E-mail, instant messaging, social networks. Advancements in these fields’ technology and services have made the world a global village, it is very easy to share things like web pages to someone half way around the world. But for sharing the same things with people in the same room or at a hand distance, things seem to be very complicated. That is the real motive, or the justification, behind Google’s new Chrome extension simply named as ‘Tone’. ‘Tone’ simply shares a web page to other Chrome browsers within hearing distance. The last bit is essential, because ‘Tone’ conveys your protocol or information through sound waves.
The company’s newest homegrown browser add-on, ‘Tone’ uses sound to quickly share URLs with anyone nearby. The extension is now available in Chrome’s web store and can be used by any Chrome user, regardless of what type of computer you have.
You might be wondering but, this isn’t the first time Google has been playing around with sound to make computer communication with one another simpler like daily life. Last year, it bought SlickLogin, which specializes in using inaudible sounds as an authentication element. Tone, on the other hand, uses sounds that you can hear, which your computer’s mic can also hear. It offers an almost effortless and fun way to share web pages with people, or computers to be exact, within earshot, even if that means remotely via Hangouts.

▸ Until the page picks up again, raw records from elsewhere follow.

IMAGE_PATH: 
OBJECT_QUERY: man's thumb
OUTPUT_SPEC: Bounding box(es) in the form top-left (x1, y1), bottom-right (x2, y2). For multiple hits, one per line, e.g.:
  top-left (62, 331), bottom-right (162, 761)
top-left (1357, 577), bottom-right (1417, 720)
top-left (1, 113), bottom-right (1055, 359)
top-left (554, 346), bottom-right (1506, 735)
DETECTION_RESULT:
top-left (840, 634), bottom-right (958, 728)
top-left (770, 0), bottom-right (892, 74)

In order for the extension to work, the software must be installed on at least two computers that are close enough to be “within earshot” of each other and each machine must have its volume turned on. Once the tab you want to share with your neighbors is open, you click on the extension in your browser’s toolbar, wait for the series of beeps, and the link will be shared to all nearby computers via a Chrome notification.

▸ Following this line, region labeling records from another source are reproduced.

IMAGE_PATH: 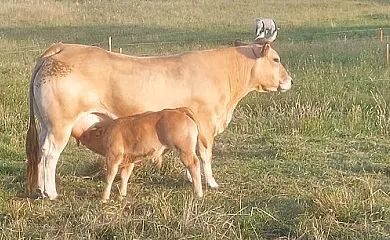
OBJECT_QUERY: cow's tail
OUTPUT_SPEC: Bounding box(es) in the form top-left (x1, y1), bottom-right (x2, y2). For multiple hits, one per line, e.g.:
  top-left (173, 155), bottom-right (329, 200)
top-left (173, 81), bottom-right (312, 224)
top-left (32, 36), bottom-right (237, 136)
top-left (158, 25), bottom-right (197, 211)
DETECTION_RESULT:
top-left (26, 44), bottom-right (62, 191)
top-left (180, 107), bottom-right (207, 150)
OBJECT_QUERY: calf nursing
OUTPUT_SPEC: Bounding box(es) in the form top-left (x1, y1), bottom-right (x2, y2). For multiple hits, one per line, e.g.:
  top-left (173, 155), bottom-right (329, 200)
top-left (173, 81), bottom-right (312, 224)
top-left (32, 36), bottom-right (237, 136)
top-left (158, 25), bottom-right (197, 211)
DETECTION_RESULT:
top-left (79, 108), bottom-right (207, 201)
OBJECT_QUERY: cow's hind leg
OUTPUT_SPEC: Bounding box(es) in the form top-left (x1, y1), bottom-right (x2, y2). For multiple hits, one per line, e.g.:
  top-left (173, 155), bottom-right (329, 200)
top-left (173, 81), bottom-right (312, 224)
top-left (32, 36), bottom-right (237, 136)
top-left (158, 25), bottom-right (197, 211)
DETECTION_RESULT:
top-left (199, 145), bottom-right (218, 189)
top-left (180, 152), bottom-right (203, 197)
top-left (37, 128), bottom-right (71, 200)
top-left (186, 140), bottom-right (219, 189)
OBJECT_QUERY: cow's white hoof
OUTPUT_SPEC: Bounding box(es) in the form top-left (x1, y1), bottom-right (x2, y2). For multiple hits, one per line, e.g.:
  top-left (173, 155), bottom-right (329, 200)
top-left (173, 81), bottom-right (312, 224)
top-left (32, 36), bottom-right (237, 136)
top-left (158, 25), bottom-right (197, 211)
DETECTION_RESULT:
top-left (186, 170), bottom-right (192, 182)
top-left (207, 178), bottom-right (219, 189)
top-left (44, 192), bottom-right (58, 200)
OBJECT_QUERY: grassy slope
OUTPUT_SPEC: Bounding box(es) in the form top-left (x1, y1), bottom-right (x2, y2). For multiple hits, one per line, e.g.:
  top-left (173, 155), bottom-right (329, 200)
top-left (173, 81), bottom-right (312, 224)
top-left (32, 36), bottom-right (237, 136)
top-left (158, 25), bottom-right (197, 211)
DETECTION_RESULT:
top-left (0, 0), bottom-right (390, 239)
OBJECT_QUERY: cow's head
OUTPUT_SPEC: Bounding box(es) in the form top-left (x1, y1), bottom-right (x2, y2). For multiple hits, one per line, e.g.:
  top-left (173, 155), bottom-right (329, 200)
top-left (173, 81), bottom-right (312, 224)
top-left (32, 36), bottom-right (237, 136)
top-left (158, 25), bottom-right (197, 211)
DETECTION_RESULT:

Tone uses the simple properties of human voice, so it inherits its strengths as well as the weaknesses. For one, it can’t go through walls, unless it’s painfully loud, which means it has a bit of privacy built-in. Even in the same room, computers far away might not be able to hear the beeps and interpret it correctly, much like how we could keep voices toned down among ourselves, speaking within a group.
Of course, that also means that Tone also inherits the limitations of the spoken voice, which does mean that volume and proximity are essential part for Tone to work properly. Fixing problems usually simply involves in pumping up the volume level and resending a URL is as simple as clicking a button, isn’t it?

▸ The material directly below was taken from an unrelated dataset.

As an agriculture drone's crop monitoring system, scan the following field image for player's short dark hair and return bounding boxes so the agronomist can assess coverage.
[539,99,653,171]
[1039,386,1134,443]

This surprising that the browser add-on was created in a single afternoon, Google’s Alex Kauffman and Boris Smus has written on the company’s research blog.
“Tone grew out of the idea that while digital communication methods like email and chat have made it infinitely easier, cheaper and faster to share things with people across the globe, they’ve actually made it more complicated to share things with the people standing right next to you,” Kauffmann and Smus write. “Tone aims to make sharing digital things with nearby people as easy as talking to them.”
The extension comes from Google’s research team who says the
In Mashable’s testing, the extension worked surprisingly well — the extension was able to detect the beeps from a nearby laptop even when the sound was coming through headphones. The extension is also able to share to multiple computers at once, provided each one has the extension installed in it.